We set off at 8am and headed out of the farm deep into the forest following the river down stream. When I say trek, it's not really a trek. No one comes here except for a few local fishermen to make a catch for their families. Once we had joined the main river we had to hack our way down through the jungle and climb down the waterfall. This is where I made my first mistake. Because the rocks were so slippy I had to remove my shoes and I dropped them and got my socks wet.

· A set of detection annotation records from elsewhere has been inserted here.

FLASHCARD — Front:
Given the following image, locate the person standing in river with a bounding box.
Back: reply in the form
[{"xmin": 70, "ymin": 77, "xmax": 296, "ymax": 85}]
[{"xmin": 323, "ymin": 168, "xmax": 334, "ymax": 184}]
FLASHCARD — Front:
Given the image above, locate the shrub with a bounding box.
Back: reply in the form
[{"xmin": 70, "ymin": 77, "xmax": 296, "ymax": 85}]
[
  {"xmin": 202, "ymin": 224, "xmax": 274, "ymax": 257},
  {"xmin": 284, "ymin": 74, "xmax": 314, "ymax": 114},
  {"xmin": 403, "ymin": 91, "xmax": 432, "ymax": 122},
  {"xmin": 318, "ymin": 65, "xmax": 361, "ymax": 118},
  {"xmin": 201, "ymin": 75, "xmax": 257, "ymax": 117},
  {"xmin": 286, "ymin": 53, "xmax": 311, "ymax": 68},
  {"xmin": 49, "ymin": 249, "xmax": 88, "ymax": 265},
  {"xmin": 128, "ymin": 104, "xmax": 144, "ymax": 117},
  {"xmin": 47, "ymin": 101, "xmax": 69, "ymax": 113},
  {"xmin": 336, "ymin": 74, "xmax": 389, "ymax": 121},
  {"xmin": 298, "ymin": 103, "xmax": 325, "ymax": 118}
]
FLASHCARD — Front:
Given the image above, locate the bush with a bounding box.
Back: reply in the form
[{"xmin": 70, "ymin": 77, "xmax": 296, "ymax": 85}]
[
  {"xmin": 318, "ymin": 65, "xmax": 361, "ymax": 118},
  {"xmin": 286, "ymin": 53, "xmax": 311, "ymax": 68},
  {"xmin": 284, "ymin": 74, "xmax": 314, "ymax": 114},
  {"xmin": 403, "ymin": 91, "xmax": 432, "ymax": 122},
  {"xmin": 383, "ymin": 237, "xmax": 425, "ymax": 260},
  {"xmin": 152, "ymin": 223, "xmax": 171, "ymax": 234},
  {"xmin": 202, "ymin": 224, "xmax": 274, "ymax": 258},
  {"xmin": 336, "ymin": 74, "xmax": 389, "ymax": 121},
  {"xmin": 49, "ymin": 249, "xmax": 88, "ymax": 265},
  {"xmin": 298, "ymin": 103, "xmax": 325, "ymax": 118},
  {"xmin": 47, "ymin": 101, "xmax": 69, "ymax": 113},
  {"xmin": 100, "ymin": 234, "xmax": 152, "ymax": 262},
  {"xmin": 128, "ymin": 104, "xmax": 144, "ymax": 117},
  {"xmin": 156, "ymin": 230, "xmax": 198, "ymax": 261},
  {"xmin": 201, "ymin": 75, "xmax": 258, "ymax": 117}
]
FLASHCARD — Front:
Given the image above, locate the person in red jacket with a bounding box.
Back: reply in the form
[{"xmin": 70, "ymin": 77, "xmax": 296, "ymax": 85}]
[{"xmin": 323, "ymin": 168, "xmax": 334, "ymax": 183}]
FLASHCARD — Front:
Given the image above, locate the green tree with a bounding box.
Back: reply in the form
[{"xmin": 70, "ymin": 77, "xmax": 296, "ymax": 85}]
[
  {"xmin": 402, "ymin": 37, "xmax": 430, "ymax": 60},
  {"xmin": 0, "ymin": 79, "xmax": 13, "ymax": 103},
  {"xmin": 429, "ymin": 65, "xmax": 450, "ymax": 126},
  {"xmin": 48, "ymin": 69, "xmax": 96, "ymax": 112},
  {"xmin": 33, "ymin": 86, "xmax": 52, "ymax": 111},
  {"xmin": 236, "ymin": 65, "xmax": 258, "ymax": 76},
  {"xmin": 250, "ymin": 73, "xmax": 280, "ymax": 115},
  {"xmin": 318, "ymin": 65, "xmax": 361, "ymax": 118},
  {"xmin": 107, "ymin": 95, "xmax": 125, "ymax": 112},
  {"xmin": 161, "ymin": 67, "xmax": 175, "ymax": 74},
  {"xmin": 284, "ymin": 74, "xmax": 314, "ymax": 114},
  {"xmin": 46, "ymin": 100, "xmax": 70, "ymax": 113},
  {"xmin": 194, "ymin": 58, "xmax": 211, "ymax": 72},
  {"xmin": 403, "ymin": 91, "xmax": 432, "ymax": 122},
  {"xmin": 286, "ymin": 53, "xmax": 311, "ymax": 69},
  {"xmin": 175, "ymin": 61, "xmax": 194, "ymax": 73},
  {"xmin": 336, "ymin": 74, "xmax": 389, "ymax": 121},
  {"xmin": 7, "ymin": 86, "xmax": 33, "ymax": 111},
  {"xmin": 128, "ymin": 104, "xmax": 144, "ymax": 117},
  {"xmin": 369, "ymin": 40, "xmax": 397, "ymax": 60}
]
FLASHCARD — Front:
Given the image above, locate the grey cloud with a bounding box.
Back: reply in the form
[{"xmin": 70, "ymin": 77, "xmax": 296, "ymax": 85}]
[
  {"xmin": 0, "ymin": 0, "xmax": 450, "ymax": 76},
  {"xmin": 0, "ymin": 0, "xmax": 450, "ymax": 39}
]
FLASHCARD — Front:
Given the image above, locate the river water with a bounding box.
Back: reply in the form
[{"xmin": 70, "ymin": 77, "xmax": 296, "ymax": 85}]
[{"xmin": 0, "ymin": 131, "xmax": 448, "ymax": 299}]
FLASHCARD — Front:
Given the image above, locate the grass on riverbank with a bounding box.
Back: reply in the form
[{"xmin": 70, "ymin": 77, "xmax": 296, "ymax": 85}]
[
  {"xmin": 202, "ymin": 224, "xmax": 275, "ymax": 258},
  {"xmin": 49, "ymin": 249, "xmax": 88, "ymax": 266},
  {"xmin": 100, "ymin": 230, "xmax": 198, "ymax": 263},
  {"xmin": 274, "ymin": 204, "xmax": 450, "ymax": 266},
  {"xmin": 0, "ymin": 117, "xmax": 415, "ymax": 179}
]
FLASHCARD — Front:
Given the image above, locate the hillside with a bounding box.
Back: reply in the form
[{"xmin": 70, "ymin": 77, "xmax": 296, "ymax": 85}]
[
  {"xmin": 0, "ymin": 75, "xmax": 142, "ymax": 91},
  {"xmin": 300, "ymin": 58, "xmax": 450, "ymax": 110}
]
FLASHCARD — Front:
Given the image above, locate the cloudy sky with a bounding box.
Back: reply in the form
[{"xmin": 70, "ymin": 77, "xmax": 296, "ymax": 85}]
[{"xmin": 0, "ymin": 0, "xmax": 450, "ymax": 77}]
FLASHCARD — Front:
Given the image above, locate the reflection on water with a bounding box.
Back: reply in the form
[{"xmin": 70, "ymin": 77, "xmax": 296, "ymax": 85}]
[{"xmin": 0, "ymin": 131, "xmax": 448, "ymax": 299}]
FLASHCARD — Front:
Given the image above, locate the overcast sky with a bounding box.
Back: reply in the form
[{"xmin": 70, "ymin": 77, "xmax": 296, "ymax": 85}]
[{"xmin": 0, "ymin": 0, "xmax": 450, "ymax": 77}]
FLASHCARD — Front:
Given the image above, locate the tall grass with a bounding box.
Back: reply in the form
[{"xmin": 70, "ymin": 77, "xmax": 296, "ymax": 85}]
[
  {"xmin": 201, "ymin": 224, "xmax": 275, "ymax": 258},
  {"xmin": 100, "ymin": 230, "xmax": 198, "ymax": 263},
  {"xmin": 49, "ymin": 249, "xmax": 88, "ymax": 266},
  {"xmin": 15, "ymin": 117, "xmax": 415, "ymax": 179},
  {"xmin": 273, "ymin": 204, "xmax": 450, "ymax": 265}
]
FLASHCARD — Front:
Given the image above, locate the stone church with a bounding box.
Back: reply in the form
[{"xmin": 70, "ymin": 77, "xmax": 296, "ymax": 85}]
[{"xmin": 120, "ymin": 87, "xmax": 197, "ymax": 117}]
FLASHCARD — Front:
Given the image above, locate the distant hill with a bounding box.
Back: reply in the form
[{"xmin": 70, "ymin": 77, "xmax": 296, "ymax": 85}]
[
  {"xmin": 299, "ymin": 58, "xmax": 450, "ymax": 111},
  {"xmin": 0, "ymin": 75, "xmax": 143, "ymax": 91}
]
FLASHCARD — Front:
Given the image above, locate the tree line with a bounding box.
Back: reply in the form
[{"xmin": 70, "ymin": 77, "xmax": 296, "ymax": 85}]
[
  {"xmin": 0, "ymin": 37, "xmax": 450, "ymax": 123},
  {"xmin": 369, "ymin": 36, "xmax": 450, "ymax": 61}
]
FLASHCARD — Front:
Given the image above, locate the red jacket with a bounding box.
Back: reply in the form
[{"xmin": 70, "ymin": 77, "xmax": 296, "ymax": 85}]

Pretty soon I was walking bare foot across the boulders as we worked a further 3 km up river. This was fine for the first 2km until the sun heated the rocks so hot that I had to walk along the river bank until I was forced by the biting ants to put my shoes on. Soon after this I was numb to everything from the shin down and could enjoy the view as we approached the first dramatic waterfall
Yes, finally some sign of civilization. The I began to wonder. Is dropping a can of kingfisher really bad for the environment? Does dropping a plastic bag effect the animals? Well here deep in the wilderness it surly can not be bad. Who cares?
I think we sometimes mix up environmental pollution for ugliness. I'm sure that decaying plastic bags and metal cans don't "offend" the bears and elephants and ants. Perhaps the sun was playing tricks on me? Perhaps I was dehydrated I clearly had too much time to think about some bloody old can of lager. I decided to stop and pen my protest about environmental pollution by carving my thoughts into a 300 year old tree trunk with my Swiss army knife. We finally made the top track where there is a viewing point for tourist over the main falls. My feet were killing me, I had blisters, cuts, bites and bruises; I was dehydrated and generally looked like death, but strangely felt pretty great after the experience which lasted some 8hrs.
That night I thought I would be able to sleep in the coffin like bed on the bus. I was wrong.
Lee got his first Indian haircut (about 30p including 100% tip). The next day we took a 3hr taxi back to Varkala before heading back to Trivandrum for the night. At this point I took the night train over land on my journey back to Bangalore via Oooty the mountain hill station and Mysore as Dan and Lee took their flight to Delhi to see the Taj Mahal in Agra. They land back in Bangalore tonight.
Tomorrow is their last night and we'll hit the town and try not to get arrested.